I have seen you grow stronger in your collective belief that you are a force for good, understanding and blessing in our wider community and world.  Whether through the hands-on acts of lovingkindness B’nai Tikvah has always done, new forms of social justice work on the front lines, or simply making our synagogue greener, I have seen you become more than you have been.

I’ve learned from you too.  I’ve learned that coming to a new place in the spirit of curiosity and commitment is never wasted.  And that the venture that follows is fruitful indeed.  Thanks in particular to the characteristically understated and always magnificent guidance and capacity for listening of our Rabbi Emeritus, Raphael Asher, I learned that I could step into your story.  I learned that I could try new things that would soon come to be regarded as traditions.  And I learned that I could make mistakes and be given the space to try again differently.  I learned that in time… only in time… we would knit ourselves together, and write the next chapter of our story.  I learned that whatever happened, we would remain part of each other.  And so we have… and so we will

I learned what true generosity looks like from you when Jonah came into our lives.  It wasn’t just the blankets or the books or the outfits, though I will say thanks to you, he has been cozy, well read and an exceedingly sharp dresser since the day we brought him home!  It was the cards and letters telling us that you adopted your children too.  Or that you yourselves are adopted.  That the three of us would never be alone in navigating this uniquely miraculous, joyful and challenging journey into family life.  What’s more, you surrounded Jonah with the kind of love Michael and I had only dreamed of.  To watch him tear around after many of your children while they laugh together now is to watch someone feel in his bones that Temple is his home.  And that’s the wish I have for all of us.  No congregation could have been more understanding or expansive than this one in modeling not only what a Jewish community is, but also what one does.

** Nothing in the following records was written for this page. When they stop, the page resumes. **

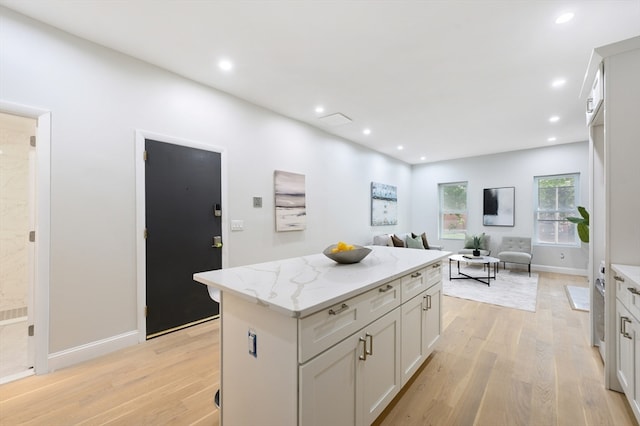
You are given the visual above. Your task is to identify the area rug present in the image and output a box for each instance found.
[564,285,589,312]
[442,265,538,312]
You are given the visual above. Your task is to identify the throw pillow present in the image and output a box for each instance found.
[391,234,404,247]
[407,234,424,250]
[411,232,429,250]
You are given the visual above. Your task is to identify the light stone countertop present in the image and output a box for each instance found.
[193,246,451,318]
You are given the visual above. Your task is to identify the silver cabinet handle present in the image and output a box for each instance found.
[358,333,373,361]
[329,303,349,315]
[587,98,593,114]
[620,317,631,339]
[378,284,393,293]
[358,337,367,361]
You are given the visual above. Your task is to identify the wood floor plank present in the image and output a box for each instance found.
[0,273,636,426]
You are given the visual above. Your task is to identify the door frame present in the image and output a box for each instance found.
[0,99,51,374]
[135,129,228,342]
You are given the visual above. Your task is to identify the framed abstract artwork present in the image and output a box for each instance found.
[482,186,516,226]
[371,182,398,226]
[273,170,307,232]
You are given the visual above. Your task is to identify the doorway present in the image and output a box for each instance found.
[138,136,223,339]
[0,113,37,383]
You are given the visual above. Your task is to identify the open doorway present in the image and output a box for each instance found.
[0,113,37,383]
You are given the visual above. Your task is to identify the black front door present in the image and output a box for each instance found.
[145,139,222,337]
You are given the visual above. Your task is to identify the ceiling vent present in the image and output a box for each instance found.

So returning to the words of Rabbi Lamm, and the tension and excitement of hope that he muses on, what are my hopes for you in this New Year, and in the new years to come?

Because make no mistake: the challenges ahead are formidable.  “Ein kemach, ein Torah,”2 our rabbis taught.  Without bread, there is no Torah.  Without enough material sustenance, there is no learning, no prayer, no communal good to stay committed to.  We do always seem to have about half as much money as we need… half as many volunteers and staff as we wish for.  The inventiveness and individual ingenuity that animates the Bay Area too often dominates to the understanding, taken for granted in generations past, that synagogue affiliation is good for the soul – not to mention a gift for the generations to come.  In short, it is all too easy to feel that we are straining under the weight of that human ladder, reaching for a singularly beautiful bird, but too insubstantial to bear the weight of those limbs above us!  As the New Year comes into focus, what we see together, what we learn together and what we hope – together – is that we are now and always in it together.

I hope you will keep reaching.  Like that unnamed girl balancing precariously, yet held steady by the foundation of her people, I hope that you continue aspiring to joy, understanding, and menschlichkeit. I hope you will continue to have conversations that matter, even when they are hard.  I thank you – how I thank you – for giving me a place, a voice, a chapter in the story.

In the chapters to come, you will find more stories, more voices, more wings waiting to take flight.3  You will find the ending you need most.  You will find the beginning too.

L’Shana Tovah.

 


 

1 “Sound and Spirit: Borderlands.”

2 Avot 3:21.

“Little Women,” adapted by Heidi Thomas.  Masterpiece Theater production, 2017.